Meus filhos, eu não me sensibilizo quando vocês reagem assim. Bem...na hora eu respiro e me sinto contrariada, mas compreendo que às vezes é mais fácil ficarmos em nossa zona de conforto que experimentar algo novo.
Ah, Maria Flor, Lucas e Tom, a verdade é que vocês precisam aprender. Todos nós, o tempo todo.
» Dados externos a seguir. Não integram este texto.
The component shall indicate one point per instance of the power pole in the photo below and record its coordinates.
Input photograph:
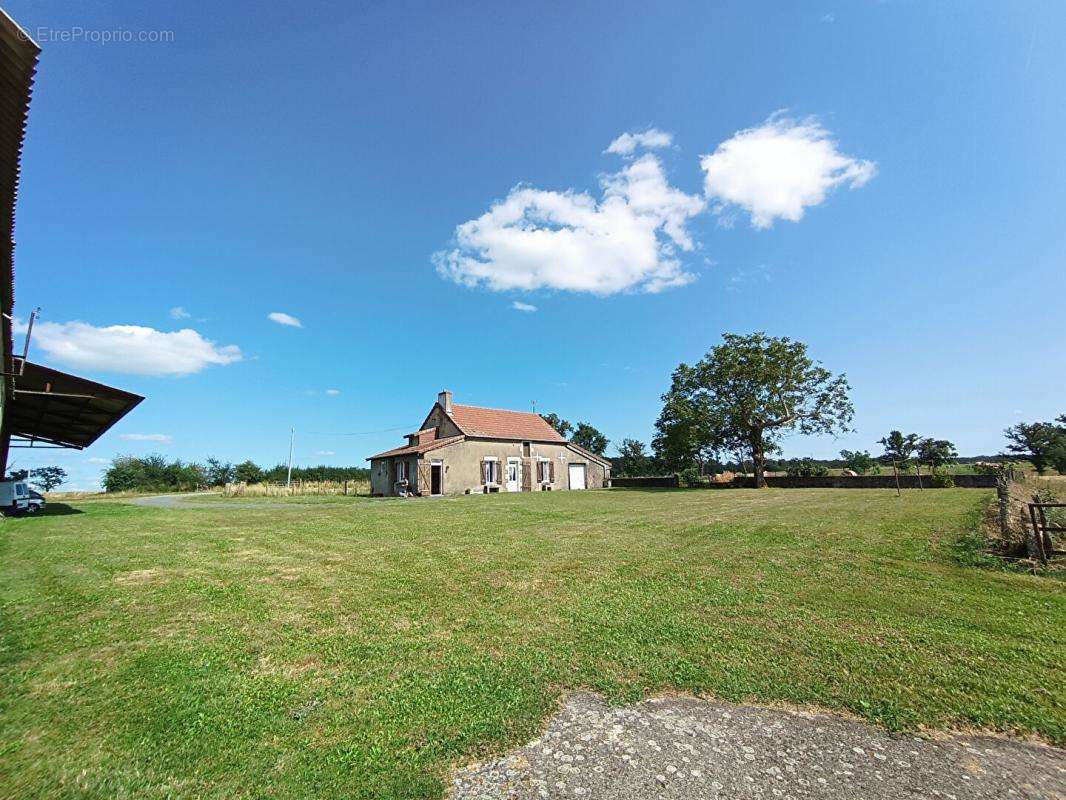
(292, 438)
E não adianta acharem que conhecimento se mede pelo tanto de matéria que assimilam em cada semestre, porque caso fosse eu teria escolhido um outro tipo de escola para vocês.
Viver, meus pequenos, necessita de muita habilidade e de uma capacidade infinita de compreender o seu entorno e quem lhes cerca. Viver é buscar o tempo inteiro o limite entre o saudável e o veneno. É saber alimentar-se sem exagerar. É saber respeitar sem se anular. É saber brincar sem ser bobo. É saber dizer sem machucar. É saber amar sem se perder.
E não há fórmulas, meus filhos, é vivendo que se vive. É experimentando que se aprende. Ninguém tira soluções para uma vida se não viveu. Quanto mais se ver, mais se conhece, mais artifícios temos para tirar da cartola uma solução para nossa vida e quem sabe para dos outros também. Afinal, a gente está aqui para contribuir também, não é?
Por isso, eu vou continuar lhes apresentando cores, sabores, lugares, pessoas. Porque nosso horizonte é infinito. Temos muito o que caminhar.
Com amor,
mamãe.
* O que eu estava ouvindo: Let Her Go - Passenger; Potinhos - A banda mais bonita da cidade.